Behind market mayhem
India has once again witnessed a blood bath with lakhs of crores of market capitalisation wiped out in a single day crash.However, the government completely discounts the domestic factors behind the collapse.
India has once again witnessed a blood bath with lakhs of crores of market capitalisation wiped out in a single day crash.However, the government completely discounts the domestic factors behind the collapse. Finance Minister Arun Jaitley holds external factors responsible for the volatility.

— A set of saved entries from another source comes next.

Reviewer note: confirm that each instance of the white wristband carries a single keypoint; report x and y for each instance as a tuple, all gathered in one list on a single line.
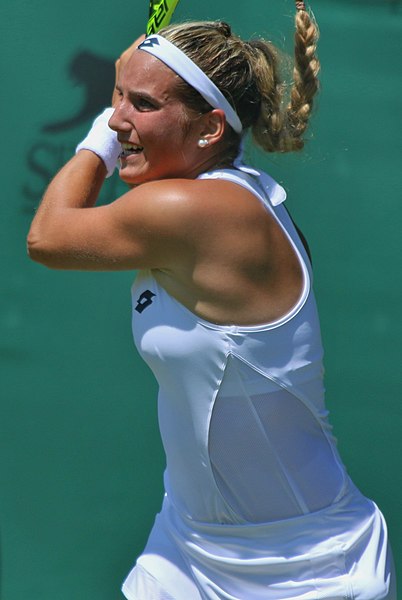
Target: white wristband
[(102, 141)]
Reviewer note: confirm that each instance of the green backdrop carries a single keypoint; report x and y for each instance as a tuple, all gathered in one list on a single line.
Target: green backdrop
[(81, 460)]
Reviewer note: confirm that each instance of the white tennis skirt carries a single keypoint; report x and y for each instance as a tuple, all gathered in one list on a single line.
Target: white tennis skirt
[(338, 553)]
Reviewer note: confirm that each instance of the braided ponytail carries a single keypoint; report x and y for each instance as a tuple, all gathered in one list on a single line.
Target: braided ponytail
[(280, 129), (248, 75)]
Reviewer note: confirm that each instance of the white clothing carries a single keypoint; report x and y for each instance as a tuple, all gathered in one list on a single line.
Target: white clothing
[(258, 503)]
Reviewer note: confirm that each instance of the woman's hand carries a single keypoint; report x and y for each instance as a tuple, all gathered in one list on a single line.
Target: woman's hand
[(120, 63)]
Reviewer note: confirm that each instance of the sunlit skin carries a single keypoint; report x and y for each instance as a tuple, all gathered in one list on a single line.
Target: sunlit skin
[(211, 244), (148, 114)]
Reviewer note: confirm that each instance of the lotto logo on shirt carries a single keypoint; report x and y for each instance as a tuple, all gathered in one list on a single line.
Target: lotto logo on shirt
[(144, 301)]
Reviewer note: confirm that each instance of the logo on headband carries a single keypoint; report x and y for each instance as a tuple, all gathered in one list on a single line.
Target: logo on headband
[(149, 42)]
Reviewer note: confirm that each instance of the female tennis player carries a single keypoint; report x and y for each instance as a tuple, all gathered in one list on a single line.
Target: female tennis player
[(258, 504)]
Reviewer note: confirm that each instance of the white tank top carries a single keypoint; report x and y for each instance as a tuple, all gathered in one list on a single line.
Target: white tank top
[(241, 408)]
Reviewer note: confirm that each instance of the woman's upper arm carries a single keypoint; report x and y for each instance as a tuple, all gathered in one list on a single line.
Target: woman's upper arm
[(142, 229)]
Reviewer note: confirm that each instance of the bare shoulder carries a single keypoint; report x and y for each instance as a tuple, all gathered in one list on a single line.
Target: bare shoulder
[(199, 200)]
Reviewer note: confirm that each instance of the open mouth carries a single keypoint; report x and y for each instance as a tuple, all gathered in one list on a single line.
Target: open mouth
[(129, 149)]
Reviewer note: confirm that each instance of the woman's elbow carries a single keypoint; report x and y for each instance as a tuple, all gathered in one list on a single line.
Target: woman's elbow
[(38, 250)]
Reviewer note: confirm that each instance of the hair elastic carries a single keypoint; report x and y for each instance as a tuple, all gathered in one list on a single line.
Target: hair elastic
[(181, 64)]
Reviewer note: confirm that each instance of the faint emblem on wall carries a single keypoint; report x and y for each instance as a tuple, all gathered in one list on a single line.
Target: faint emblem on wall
[(53, 148)]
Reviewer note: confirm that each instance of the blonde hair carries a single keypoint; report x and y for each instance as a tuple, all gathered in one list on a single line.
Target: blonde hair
[(249, 74)]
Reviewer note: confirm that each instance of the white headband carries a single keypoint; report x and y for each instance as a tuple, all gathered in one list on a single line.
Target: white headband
[(181, 64)]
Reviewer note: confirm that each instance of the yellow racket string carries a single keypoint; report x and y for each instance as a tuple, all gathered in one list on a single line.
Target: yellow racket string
[(160, 13)]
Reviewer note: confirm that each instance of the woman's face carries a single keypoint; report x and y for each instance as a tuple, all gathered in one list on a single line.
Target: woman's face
[(158, 138)]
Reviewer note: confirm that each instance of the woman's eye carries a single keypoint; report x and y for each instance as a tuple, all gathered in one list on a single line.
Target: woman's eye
[(143, 104)]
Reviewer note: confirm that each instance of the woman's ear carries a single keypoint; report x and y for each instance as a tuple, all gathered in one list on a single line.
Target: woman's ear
[(212, 127)]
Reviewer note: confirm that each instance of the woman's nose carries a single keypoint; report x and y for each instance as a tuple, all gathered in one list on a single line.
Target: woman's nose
[(118, 121)]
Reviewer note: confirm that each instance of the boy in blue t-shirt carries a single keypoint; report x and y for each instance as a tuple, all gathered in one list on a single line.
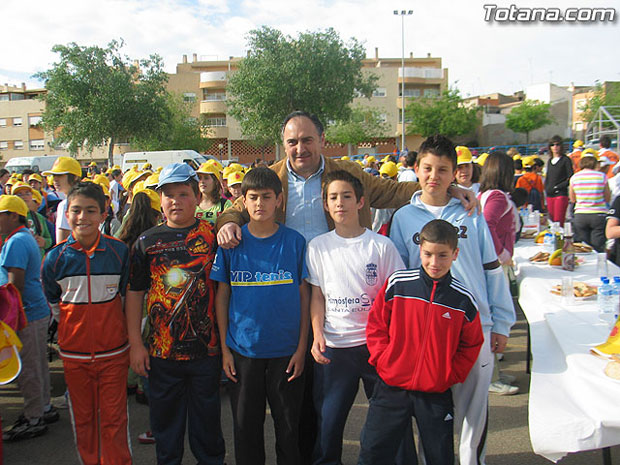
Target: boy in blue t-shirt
[(262, 313)]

RBI chief Raghuram Rajan assures India has resources to face this undue volatility. However he said that it was not the role of RBI to elevate sentiments unduly to deliver booster shots to the stock markets. But such propitious remarks alone do not suffice. Strong regulatory structures are needed to deliver sustainable markets. India’s valuable savings cannot be held ransom to rapacious and maverick markets.
The magnitude of Monday’s Mayhem should be understood in its full perspective. It is the biggest single day fall ever. The sensex fell by 5.94 per cent during the course of the day’s trading. This is the 29th biggest fall ever. The immediate explanation offered by market pundits is the contagion effect of the Chinese meltdown. Chinese stock market fell around 8.5 per cent on Sunday.

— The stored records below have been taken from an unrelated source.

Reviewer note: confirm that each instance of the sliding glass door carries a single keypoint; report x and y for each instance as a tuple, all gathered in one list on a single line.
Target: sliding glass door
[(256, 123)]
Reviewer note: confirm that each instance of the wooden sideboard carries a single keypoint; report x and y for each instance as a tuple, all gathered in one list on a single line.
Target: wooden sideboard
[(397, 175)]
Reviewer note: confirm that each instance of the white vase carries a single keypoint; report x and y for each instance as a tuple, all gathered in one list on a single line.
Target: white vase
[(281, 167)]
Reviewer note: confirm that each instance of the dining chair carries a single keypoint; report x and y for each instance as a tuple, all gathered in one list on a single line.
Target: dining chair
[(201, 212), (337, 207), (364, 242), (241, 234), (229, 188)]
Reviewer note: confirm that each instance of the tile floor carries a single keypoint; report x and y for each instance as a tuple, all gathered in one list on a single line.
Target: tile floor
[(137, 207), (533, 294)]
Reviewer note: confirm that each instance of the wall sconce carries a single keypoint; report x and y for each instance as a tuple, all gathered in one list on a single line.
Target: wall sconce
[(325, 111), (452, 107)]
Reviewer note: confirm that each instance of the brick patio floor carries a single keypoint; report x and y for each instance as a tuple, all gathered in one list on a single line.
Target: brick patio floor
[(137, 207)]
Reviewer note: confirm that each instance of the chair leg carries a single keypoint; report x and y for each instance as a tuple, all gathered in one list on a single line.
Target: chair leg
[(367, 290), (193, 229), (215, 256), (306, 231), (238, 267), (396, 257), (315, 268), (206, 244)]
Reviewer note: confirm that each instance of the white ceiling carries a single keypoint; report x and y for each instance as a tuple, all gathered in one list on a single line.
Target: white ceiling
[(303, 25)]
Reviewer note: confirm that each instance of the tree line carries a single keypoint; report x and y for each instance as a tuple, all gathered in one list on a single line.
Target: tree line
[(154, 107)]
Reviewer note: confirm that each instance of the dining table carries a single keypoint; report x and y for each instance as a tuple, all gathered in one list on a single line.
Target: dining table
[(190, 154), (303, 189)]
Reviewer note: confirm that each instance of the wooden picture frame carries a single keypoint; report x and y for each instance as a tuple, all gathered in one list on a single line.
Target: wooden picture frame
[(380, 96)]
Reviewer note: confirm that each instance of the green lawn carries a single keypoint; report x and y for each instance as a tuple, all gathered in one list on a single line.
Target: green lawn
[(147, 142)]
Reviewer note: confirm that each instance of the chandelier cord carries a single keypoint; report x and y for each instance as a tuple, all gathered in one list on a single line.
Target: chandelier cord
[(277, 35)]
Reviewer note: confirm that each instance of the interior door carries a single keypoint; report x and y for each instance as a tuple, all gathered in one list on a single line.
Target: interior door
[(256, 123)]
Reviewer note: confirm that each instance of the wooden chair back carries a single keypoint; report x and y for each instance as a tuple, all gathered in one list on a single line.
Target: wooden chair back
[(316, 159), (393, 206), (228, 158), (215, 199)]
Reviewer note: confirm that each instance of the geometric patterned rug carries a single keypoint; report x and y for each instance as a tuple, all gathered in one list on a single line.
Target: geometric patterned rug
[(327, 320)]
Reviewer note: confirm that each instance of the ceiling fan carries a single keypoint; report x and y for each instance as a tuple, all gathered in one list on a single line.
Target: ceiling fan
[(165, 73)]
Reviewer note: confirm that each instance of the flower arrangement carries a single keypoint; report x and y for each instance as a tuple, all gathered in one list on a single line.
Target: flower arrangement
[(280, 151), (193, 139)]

Any panic in global markets would obviously pare Indian markets too, as global investors will resort to selling spree to limit their losses in a market largely driven by sentiment. The Chinese central Bank has effected biggest devaluation of the yuan against the dollar in nearly two decades. It was aimed at revitalising its sluggish export sector.
On August 21, 2015, Chinese factory sector shrank to its lowest level since January to March 2009. This data made global markets jittery. But, India does not export a major chunk of its products to China. Then, why should signs of turbulence of Chinese economy should trigger such an extreme reaction from Indian stock market, though the ripple effect of the world’s second largest economy on India cannot be completely ruled out? During panic, investors sell off in those markets where they are sitting pretty on profits.
Market experts reap solace from such explanations which are partly true. But, a closer look at the structural dimensions need to be analysed. There is a void between the stock markets and the real economy. Low participation of the small investor robs the immunity from the markets.
Of late, Indian markets have become more vulnerable to the predatory attacks of footloose portfolio capital. The report of the Special Investigation Team on black money in its third report made recommendations that made such butterfly capital nervous. The SIT called for identification of the beneficial ownership or ultimate owner of instruments called Participatory Notes (P-Notes).
It also recommended that the right to trade and transfer those notes should be revisited. China stock decline might have had its effect. But, the recent free fall of Indian stocks was due to the fear that government may act on SIT recommendation and scrutinise these P–Notes that allegedly represent round tripping of domestic dirty money. Undeterred by such volatility, India should clean up its financial markets.